Aydın Valisi Mir Haydar tarafından Mimar Ahmet oğlu Mehmet’e yaptırılmıştır. Günümüze kadar çok iyi bir şekilde korunarak gelen kale içinde Çeşme Arkeoloji Müzesi yer almaktadır. Çeşme Müzesi ilk defa 1965 yılında İstanbul Topkapı Müzesi’nden getirilen silahlarla silah müzesi olarak ziyarete açılmış olup, 1984 yılına kadar böyle devam etmiştir.
Müzede bulunan silahlar salondaki aşırı nemden dolayı oksitlenerek bozulmaya başladığından, İzmir Arkeoloji ve Ödemiş müzelerine devredilmiştir. Aynı teşhir salonu düzenlenerek 1964 yılından beri devam eden Ildırı (Erythrai) antik şehrinde yapılan kurtarma kazılardan elde edilen eserler sergilenmektedir.
Pişmiş topraktan yapılmış olan tanrı ve tanrıça heykelleri, büstler, mermer heykeller, gümüş ve bronz sikkeler, altın varak, amphoralar gibi eserler sergilenmektedir. Ayrıca Ildırı köyünde bulunan Erythrai antik şehrinde yapılan kazı ve araştırmalar sonucunda ortaya çıkarılan askeri ve sivil yapıları bulundukları yerde sergilenmekte ve ücretsiz olarak ziyaret edilebilmektedir.
İzmir
Türkiye’nin üçüncü büyük kenti olan İzmir; çağdaş ve gelişmiş bir kent olmasının yanı sıra önemli bir kültür, sanat, turizm ve ticaret merkezidir. Ege Denizi, lacivertten turkuaza mavinin tüm renklerine hakim koyları ve plajlarıyla bir dantel zarafetinde ilin batı kıyısı boyunca uzanır.
“Güzel İzmir” olarak da adlandırılan İzmir; 8500 yıllık tarihi ile Anadolu yarımadasının batısında uzun ve dar bir körfezin başlangıcında yer alır. Antik Dönem’in ünlü tarihçisi Herodot, tipik Akdeniz ikliminin yaşandığı kenti binlerce yıl öncesinde; “Onlar kentlerini bizim yeryüzünde bildiğimiz en güzel gökyüzü ve en güzel iklimlerinde kurdular…” ifadesiyle tanımlamıştır.

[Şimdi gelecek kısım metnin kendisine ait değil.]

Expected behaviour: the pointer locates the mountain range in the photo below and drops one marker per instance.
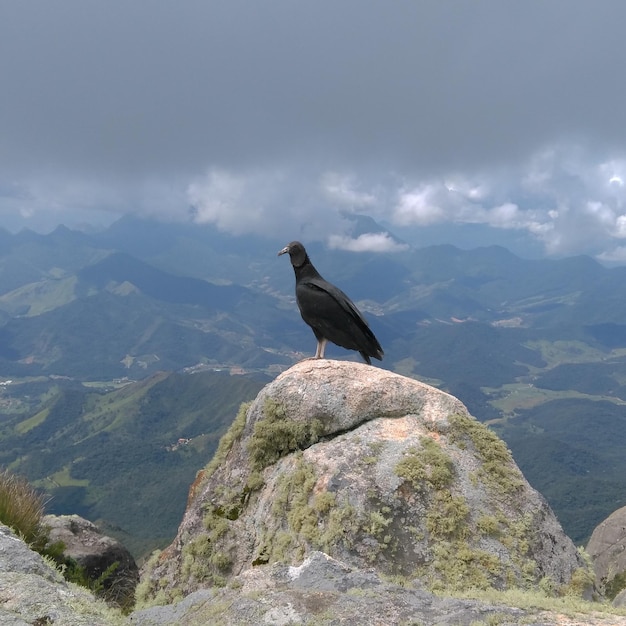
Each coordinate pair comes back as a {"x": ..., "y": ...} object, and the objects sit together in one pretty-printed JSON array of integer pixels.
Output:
[{"x": 535, "y": 348}]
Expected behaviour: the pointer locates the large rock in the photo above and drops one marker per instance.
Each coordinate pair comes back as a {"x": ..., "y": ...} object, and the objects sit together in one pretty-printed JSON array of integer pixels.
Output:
[
  {"x": 105, "y": 561},
  {"x": 607, "y": 549},
  {"x": 32, "y": 592},
  {"x": 322, "y": 591},
  {"x": 375, "y": 470}
]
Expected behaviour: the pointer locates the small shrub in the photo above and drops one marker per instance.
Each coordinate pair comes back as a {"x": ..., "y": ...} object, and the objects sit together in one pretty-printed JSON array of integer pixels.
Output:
[
  {"x": 22, "y": 507},
  {"x": 276, "y": 435}
]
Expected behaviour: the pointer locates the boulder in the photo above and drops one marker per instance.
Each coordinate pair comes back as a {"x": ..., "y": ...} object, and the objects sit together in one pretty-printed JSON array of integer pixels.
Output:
[
  {"x": 322, "y": 590},
  {"x": 107, "y": 564},
  {"x": 374, "y": 469},
  {"x": 32, "y": 592},
  {"x": 607, "y": 549}
]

Şehrin güneyinde yer alan Efes ve kuzeyinde yer alan Bergama, Antik Çağ’ın en büyük ve en ünlü kentleri arasında yer almaktaydı. Tüm İyon kültürünün zenginliklerini bünyesinde barındıran bu kentler yoğun sanatsal, kültürel, ticari ve dini etkinliklerle de adını duyuruyordu. Günümüzde de dünyaca bilinen Efes ve Bergama Antik Kentleri tarih meraklıları için büyüleyici birer çekim merkezidir. Şairlerin ustası Homeros’un doğduğu yer olan İzmir, Anadolu’nun hızla değişen tarihi ile Ege’nin renkli tarihinin bir harmanıdır. Kent, modern Türkiye’nin batıya açılan çağdaş yüzü olarak kültür, sanat, turizm, ticaret ve sanayi alanlarındaki gelişimini hızla sürdürmektedir.
İzmir; Tepekule(Bayraklı), Symrna, Efes, Pergamon(Bergama), Teos (Sığacık), Lebedos (Ürkmez), Kyme (Aliağa), Allianoi (Yortanlı), Thyrea (Tire), Phokaia (Foça), Kolophon (Değirmendere), Erythrai (Çeşme), Klazomenai (Urla), Metropolis (Torbalı), Claros (Ahmetbeyli) ve Myrina (Aliağa) gibi tarihte hüküm sürmüş olan uygarlıkların yaşadığı topraklara ve hâlâ gün yüzüne çıkmamış pek çok uygarlık merkezinin miraslarına sahip binlerce yıllık yerleşim yeridir.
İzmir tarihin her döneminde insan sağlığına hizmet etmiş dünyaca bilinen Agamemnon, Asklepion, Allianoi, Karakoç ve Çeşme-Şifne, Ilıca vb. şifa merkezleri ile günümüzde de özellikle İskandinav ülkelerinden ve dünyanın her yerinden gelen ziyaretçilerine sağlıklı yaşam alternatiflerini sunan ve potansiyeli çok yüksek olan sağlık ve termal turizm merkezidir.